Una de las herramientas que los directores y directoras de cualquier colectivo musical ostentan es la mecánica de la dirección. La técnica gestual que configura el proceso a través del cual el movimiento, fundamentalmente, de las manos y los brazos ilustran una idea musical expresiva, simbólica y congruente con la partitura.

Aunque obvio, conviene sostener el argumento de que el sonido lo realizan los músicos que configuran el orgánico. El director o directora tan solo alienta para la transformación del gesto en sonido, si bien es cierto que esa transmutación quasi poética, tiene mucho que ver con el liderazgo que se sustenta sobre una verdadera y profunda técnica.

Cabría, por tanto, habitar el espacio que existe en los límites de la eficacia para vislumbrar el verdadero efecto del gesto sobre los músicos y de estos sobre el sonido que propician. Este contexto debiera ser útil para definir qué es dirigir correctamente sin caer en cierta arbitrariedad.

Conviene sostener el argumento de que el sonido lo realizan los músicos que configuran el orgánico. El director o directora tan solo alienta para la transformación del gesto en sonido.

Cuando hablamos de la praxis instrumental, no cabe duda de dónde se hayan los contornos de lo objetivo. Podríamos reducir los indicadores a cuatro fundamentales, a saber, precisión, tangencialidad del error, fidelidad del texto e impacto estético. Pero cuando hablamos de dirigir, ¿dónde podemos poner las cotas de dichos indicadores?

Se dirá que un director o directora es espectacular, que mantiene candente la tensión de los músicos, que realiza bellos vuelos con sus brazos en una suerte de parafernalia de la coreografía gestual (esta última definición es de mi colega y, sin embargo, amiga Paula Torres Ayala) o que realiza una versión alternativa. ¿Son estos realmente los aspectos para definir la calidad de un director o directora? 

Mientras el instrumentista o el cantor están interpretando esforzadamente su partitura, concentrados en la sucesión de notas, haciendo cálculos enigmáticos y cognitivamente complejos para ajustar la afinación con el conjunto, gestionando las respiraciones tanto naturales como expresivas y, en fin, dominando una situación en principio de tensión para ofrecer el mejor resultante sonoro, observamos con frecuencia al director o directora mostrando piruetas e hiperbólicas descargas gestuales ajenas a la esencia del sonido.
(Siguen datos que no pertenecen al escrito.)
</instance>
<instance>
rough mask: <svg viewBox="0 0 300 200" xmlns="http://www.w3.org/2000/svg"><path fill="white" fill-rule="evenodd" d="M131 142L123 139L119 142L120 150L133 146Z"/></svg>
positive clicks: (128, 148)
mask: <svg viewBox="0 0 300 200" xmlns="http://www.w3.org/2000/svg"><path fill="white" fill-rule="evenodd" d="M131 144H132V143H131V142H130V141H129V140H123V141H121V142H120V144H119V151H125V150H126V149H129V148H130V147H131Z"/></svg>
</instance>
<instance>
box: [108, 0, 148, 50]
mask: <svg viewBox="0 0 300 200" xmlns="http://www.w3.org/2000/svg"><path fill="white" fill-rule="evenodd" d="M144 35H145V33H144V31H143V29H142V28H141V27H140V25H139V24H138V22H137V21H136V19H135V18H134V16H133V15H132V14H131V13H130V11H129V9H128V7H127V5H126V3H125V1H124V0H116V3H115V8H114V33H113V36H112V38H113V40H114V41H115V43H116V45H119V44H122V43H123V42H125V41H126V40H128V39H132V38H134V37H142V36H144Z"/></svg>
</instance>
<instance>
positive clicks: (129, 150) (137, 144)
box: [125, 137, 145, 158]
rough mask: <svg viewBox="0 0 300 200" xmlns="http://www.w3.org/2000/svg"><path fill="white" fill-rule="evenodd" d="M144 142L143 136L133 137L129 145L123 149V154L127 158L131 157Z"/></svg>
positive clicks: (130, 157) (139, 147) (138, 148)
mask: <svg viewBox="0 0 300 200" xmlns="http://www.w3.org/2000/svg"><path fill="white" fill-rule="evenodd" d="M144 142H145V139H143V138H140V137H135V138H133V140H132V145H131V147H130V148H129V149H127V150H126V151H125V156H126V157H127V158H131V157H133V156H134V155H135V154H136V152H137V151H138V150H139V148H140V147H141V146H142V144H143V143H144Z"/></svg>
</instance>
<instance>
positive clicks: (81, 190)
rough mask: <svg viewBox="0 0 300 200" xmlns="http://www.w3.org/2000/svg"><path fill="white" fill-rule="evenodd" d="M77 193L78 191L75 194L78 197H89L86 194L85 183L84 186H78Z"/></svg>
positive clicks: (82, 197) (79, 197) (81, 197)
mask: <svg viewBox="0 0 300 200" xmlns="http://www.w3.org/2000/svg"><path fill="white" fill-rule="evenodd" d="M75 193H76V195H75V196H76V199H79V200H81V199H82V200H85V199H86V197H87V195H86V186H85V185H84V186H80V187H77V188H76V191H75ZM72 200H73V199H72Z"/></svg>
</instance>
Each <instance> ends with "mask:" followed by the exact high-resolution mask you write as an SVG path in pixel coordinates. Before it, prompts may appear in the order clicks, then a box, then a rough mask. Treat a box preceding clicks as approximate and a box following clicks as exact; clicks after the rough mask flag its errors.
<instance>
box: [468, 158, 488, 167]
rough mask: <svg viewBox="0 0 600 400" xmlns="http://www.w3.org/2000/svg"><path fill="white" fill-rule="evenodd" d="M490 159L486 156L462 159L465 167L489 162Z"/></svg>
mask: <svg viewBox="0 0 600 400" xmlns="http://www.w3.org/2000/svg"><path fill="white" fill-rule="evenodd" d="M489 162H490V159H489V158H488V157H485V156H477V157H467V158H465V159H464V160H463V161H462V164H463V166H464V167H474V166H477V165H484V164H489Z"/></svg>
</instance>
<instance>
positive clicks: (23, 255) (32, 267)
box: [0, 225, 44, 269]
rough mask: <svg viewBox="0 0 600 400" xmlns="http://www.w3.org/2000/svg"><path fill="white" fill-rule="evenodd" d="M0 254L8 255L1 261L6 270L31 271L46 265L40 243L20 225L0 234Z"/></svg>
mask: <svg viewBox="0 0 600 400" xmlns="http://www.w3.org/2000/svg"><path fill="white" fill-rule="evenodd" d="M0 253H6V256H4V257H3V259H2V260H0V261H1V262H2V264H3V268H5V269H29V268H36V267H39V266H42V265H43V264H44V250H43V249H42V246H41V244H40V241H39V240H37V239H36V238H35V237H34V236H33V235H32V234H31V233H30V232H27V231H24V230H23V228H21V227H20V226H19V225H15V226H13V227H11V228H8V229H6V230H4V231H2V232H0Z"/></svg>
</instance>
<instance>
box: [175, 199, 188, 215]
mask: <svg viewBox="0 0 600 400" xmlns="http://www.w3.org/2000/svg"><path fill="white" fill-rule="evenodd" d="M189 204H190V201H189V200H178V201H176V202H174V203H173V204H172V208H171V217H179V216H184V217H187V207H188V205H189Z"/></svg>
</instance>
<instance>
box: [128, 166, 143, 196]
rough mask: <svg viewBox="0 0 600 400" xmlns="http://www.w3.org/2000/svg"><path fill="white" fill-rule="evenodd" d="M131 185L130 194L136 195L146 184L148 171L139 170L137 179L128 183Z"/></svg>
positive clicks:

Se dirá que un director o directora es espectacular, que mantiene candente la tensión de los músicos, que realiza bellos vuelos con sus brazos en una suerte de parafernalia de la coreografía gestual.

En estos casos mi apreciación personal (y la que trato de evitar cuando dirijo) es que se está faltando al respeto del músico que lo único que precisa al ser dirigido es no ser molestado.

Dirigir no puede convertirse en un ejercicio histriónico de narcisismo, de culto a la imagen vacua donde se busca más cuál es el plano visual que perpetuar en las redes sociales que la esencial y poco mediática sustancia sonora.